This invention relates in general to electric motors and in particular to an improved structure for a synchronous inductor electric motor.
Electric motors are well known devices which convert electrical energy to rotary mechanical energy. To accomplish this, electric motors establish and control electromagnetic fields so as to cause the desired rotary mechanical motion. There are many different types of electric motors, each utilizing different means for establishing and controlling these electromagnetic fields. Consequently, the operating characteristics of electric motors vary from type to type, and certain types of electric motors are better suited for performing certain tasks than others.
Synchronous motors constitute one principal class of electric motors. The two basic components of a synchronous motor are (1) a stationary member which generates a rotating electromagnetic field, generally referred to as the stator, and (2) a rotatable member driven by the rotating magnetic field, generally referred to as the rotor. Synchronous motors are characterized in that the rotational speed of the rotor is directly related to the frequency of the electrical input signal applied thereto and, therefore, the rotational speed of the electromagnetic field generated thereby. Thus, so long as the frequency of the applied electrical input signal is constant, the rotor will be driven at a constant rotational speed. Within this broad definition, however, the structure and operation of synchronous electric motors vary widely.

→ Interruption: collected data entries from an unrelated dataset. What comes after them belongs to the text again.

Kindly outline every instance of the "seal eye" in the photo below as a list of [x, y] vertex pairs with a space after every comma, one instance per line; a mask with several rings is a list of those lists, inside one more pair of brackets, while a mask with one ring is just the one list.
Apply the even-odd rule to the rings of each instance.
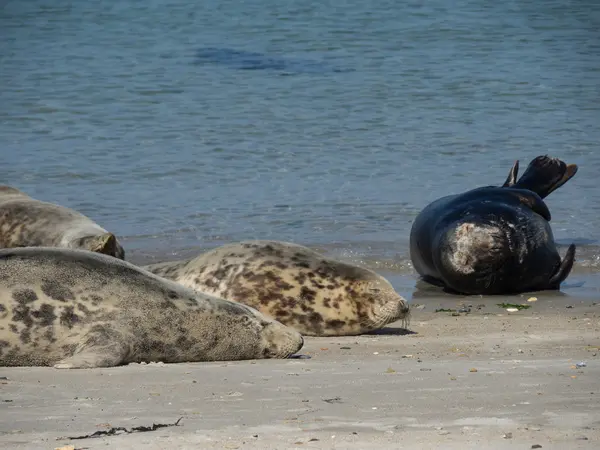
[[379, 289], [379, 288], [370, 288], [369, 290], [372, 291], [372, 292], [379, 292], [379, 291], [381, 291], [381, 289]]

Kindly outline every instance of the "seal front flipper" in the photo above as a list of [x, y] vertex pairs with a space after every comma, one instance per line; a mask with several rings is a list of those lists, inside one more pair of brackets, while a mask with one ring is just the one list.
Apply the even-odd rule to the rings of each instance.
[[511, 192], [513, 195], [517, 197], [520, 203], [527, 206], [533, 212], [539, 214], [548, 222], [552, 219], [552, 215], [550, 214], [550, 210], [548, 209], [548, 205], [533, 191], [528, 191], [525, 189], [512, 189]]
[[560, 284], [567, 279], [569, 273], [571, 273], [571, 269], [573, 268], [573, 263], [575, 262], [575, 244], [569, 245], [569, 249], [565, 254], [560, 266], [558, 266], [558, 270], [552, 277], [548, 284], [551, 289], [560, 288]]
[[566, 164], [558, 158], [538, 156], [529, 163], [525, 173], [512, 187], [528, 189], [545, 198], [573, 178], [577, 169], [577, 165]]
[[511, 187], [517, 182], [517, 175], [519, 174], [519, 160], [517, 159], [513, 164], [510, 172], [508, 172], [508, 177], [506, 181], [502, 185], [502, 187]]
[[125, 360], [131, 351], [131, 337], [126, 338], [112, 327], [94, 326], [75, 348], [72, 356], [54, 365], [55, 369], [92, 369], [114, 367]]

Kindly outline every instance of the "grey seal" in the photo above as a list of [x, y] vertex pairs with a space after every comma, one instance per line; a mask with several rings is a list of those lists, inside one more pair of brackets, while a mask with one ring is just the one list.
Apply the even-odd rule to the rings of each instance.
[[86, 250], [0, 250], [0, 366], [285, 358], [293, 329]]
[[289, 242], [244, 241], [145, 268], [307, 336], [363, 334], [409, 316], [408, 303], [384, 277]]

One variety of synchronous electric motor is a variable reluctance motor. Variable reluctance motors operate on the principle that a magnetic field which is created about a component formed from a magnetically permeable material will exert a mechanical force on that component. This mechanical force will urge the component to become aligned with the magnetic flux (lines of force) generated by the magnetic field. Thus, by using the stator to establish and rotate a magnetic field about a rotor formed from a magnetically permeable material, the rotor can be driven to rotate relative to the stator. The resistance to the passage of this magnetic flux from the stator to the rotor is referred to as reluctance. The magnitude of this reluctance changes with the rotational position of the rotor relative to the stator. Thus, electric motors of this type are commonly referred to as variable reluctance motors.
In a basic variable reluctance motor structure, this operation can be accomplished by providing a generally hollow cylindrical stator having a plurality of radially inwardly extending poles formed thereon. A winding of an electrically conductive wire is provided about each of the stator poles. Concentrically within the stator, a cylindrical rotor is rotatably supported. The rotor is provided with a plurality of radially outwardly extending poles. However, no electrical conductor windings are provided on the rotor poles. By passing pulses of electrical current through each of the stator windings in a sequential manner, the stator poles can be selectively magnetized so as to attract the rotor poles thereto. Consequently, the rotor will rotate relative to the stator.
Another variety of synchronous electric motor is a synchronous inductor motor. Similar to the variable reluctance motors described above, synchronous inductor motors use the stator to establish and rotate a magnetic field about a rotor formed from a magnetically permeable material. However, rather than rely upon the rotor to move toward a position of minimum reluctance in the presence of this magnetic field, the synchronous inductor motor employs a permanent magnet to polarize the rotor poles. The permanently polarized rotor poles are then attracted and repelled from the selectively polarized stator poles to cause rotation of the rotor relative to the stator. Because this interaction between the two magnetic fields causes rotation of the rotor, synchronous inductor motors function somewhat similarly to conventional induction motors. As a result, synchronous inductor motors are often referred to as hybrid motors, exhibiting certain characteristics of both variable reluctance synchronous motors and induction motors.
To optimize the operation of the either variety of electric motor, the magnitude of the electrical current which is sequentially passed through the stator windings is typically varied as a function of the rotational displacement of the rotor, as opposed to simply being supplied in an on-off manner. For example, the magnitude of the electrical current passed through a particular stator winding can initially be large, but decrease as the rotor pole rotates toward it. Consequently, the stator winding is prevented from continuing to attract the rotor pole toward it when the rotor pole has rotated to a position near or adjacent to the stator pole. This facilitates the rotation of the rotor at a more uniform speed.
When selecting any kind of electric motor for use in a particular application, several basic considerations are important. One such basic consideration is the efficiency of the motor, i.e., the ratio of the mechanical output power (torque in rotary electric motors and force in linear electric motors) to the electrical input power. A second consideration is the maximum amount of torque or force which can be generated by the electric motor. A third consideration is the physical size of the electric motor. Obviously, it would be desirable to increase the efficiency and output torque of an electric motor, while reducing (or at least not increasing) the physical size thereof.